Of course, the two physicists in the provincial Ust-Labinsk had nowhere to work. Both mother and father Dmitry were forced to change professions. But nevertheless, the son was supported in every possible way in his passion for science, secretly dreaming that Dima would become a famous scientist.

Dmitry Lopatin with his mother. Photo: Galina Titarenko
Dmitry Lopatin with his mother. Photo: Galina Titarenko

Dmitry Lopatin with his mother. Photo: Galina Titarenko.

Sergei Vasilievich in the nineties assembled a real computer with his own hands. Then it was something from the realm of fantasy. Then he helped his son to design devices. At the age of 15, Dima became seriously interested in chemistry and ecology, prepared a report on the need to recycle waste. In short, he began to justify the efforts of his parents. In high school, he was a scholar of the Oleg Deripaska Foundation - he, being from Ust-Labinsk, helps his fellow countrymen. Every month a talented student received 4,000 rubles, which supported the family and stimulated the boy. Then Dima won the regional physics Olympiad and was able to enter the Physics and Technology Faculty of KubSU without exams.
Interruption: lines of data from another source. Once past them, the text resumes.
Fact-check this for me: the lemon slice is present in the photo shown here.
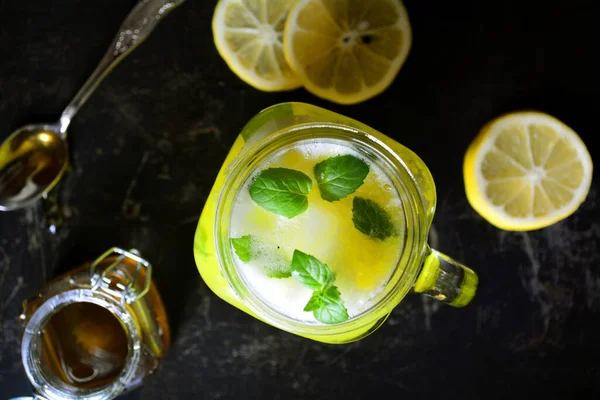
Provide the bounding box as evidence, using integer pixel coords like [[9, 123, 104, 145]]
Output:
[[212, 0, 301, 92], [463, 112, 593, 231], [283, 0, 412, 104]]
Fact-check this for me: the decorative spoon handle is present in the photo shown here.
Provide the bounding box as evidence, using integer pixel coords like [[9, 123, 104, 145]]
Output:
[[60, 0, 185, 136]]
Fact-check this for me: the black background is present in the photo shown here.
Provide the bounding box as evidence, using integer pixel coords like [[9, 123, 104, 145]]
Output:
[[0, 0, 600, 399]]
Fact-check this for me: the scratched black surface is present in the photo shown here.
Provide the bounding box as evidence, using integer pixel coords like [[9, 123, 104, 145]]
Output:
[[0, 0, 600, 399]]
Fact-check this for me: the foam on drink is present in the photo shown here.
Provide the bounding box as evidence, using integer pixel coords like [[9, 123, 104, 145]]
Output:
[[230, 141, 405, 323]]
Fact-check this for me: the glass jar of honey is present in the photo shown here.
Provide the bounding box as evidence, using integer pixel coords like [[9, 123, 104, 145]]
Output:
[[16, 247, 170, 400]]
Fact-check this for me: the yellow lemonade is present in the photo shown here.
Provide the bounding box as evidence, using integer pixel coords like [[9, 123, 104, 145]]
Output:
[[230, 140, 404, 322], [194, 103, 477, 343]]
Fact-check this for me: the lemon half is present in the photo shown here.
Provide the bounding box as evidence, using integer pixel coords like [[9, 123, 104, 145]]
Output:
[[283, 0, 412, 104], [212, 0, 301, 92], [463, 111, 593, 231]]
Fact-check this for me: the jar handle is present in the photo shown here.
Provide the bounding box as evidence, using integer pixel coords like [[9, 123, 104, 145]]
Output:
[[413, 246, 479, 307]]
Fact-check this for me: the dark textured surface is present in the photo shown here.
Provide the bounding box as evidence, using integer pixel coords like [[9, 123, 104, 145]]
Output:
[[0, 0, 600, 399]]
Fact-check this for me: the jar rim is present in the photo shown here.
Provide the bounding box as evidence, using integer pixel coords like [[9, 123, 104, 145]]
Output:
[[21, 288, 142, 400], [214, 122, 427, 339]]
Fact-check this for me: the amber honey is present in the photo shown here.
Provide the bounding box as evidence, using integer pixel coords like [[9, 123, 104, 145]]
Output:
[[22, 248, 170, 399]]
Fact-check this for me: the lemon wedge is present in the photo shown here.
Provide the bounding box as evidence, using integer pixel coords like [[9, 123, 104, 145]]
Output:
[[463, 112, 593, 231], [212, 0, 301, 92], [283, 0, 412, 104]]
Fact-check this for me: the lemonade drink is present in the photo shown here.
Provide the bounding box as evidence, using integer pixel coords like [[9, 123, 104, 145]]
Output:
[[230, 140, 405, 322], [194, 103, 477, 343]]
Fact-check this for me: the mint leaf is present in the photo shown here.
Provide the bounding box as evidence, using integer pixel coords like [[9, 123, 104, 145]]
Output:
[[304, 290, 323, 311], [231, 235, 253, 262], [267, 269, 292, 279], [314, 154, 369, 201], [352, 197, 396, 240], [290, 250, 335, 290], [250, 168, 312, 218], [304, 286, 348, 324]]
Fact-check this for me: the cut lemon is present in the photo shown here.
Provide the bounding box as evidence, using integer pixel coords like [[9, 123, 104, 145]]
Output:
[[463, 112, 593, 231], [212, 0, 301, 92], [283, 0, 412, 104]]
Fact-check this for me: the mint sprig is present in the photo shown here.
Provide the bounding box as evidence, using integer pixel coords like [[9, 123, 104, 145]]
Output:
[[290, 250, 335, 290], [314, 154, 369, 201], [250, 168, 312, 218], [304, 286, 348, 324], [352, 197, 396, 240], [290, 250, 348, 324]]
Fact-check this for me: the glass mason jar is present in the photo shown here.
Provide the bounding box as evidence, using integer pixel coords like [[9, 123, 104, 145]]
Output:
[[194, 103, 478, 343], [15, 247, 170, 400]]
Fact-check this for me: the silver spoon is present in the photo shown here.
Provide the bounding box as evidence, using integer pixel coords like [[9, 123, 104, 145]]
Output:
[[0, 0, 185, 211]]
The guy wanted to study where there is a good technical base. So I got hold of the email addresses of several academics and wrote letters to them. One of the addressees answered. Dima entered his department. In many ways, this teacher determined the current fate of Lopatin. He collaborated with the famous Krasnodar company Saturn, which produced solar panels for the space industry. And he helped a promising student get a job at the plant. It was there that Dima realized that the future belongs to autonomous power sources. Perovskite as a component for the production of solar cells began to be actively investigated around 2009. The substance worked great, was inexpensive, but the efficiency showed low compared to widespread silicon solar cells - only 10-13%. Therefore, various scientists around the world have worked and are working to this day precisely to increase the efficiency of perovskite solar cells. Lopatin is one of them.

Today Dmitry is completely absorbed in his project. He is talented and purposeful. He has a loyal team of like-minded people - the same young scientists Oleg Baranov and chemist Elizaveta Korzhova. So the project will sooner or later succeed, there is no doubt about it. The only question is one - in Russia or in the West?

By the way, at school in his native Ust-Labinsk, among the photos of famous graduates, a photo of Dima Lopatin hangs next to a photo of Oleg Deripaska. Dmitry dreams that someday they will meet in real life and Deripaska, what the hell is not kidding, decides to invest in Lopatin's project in Russia.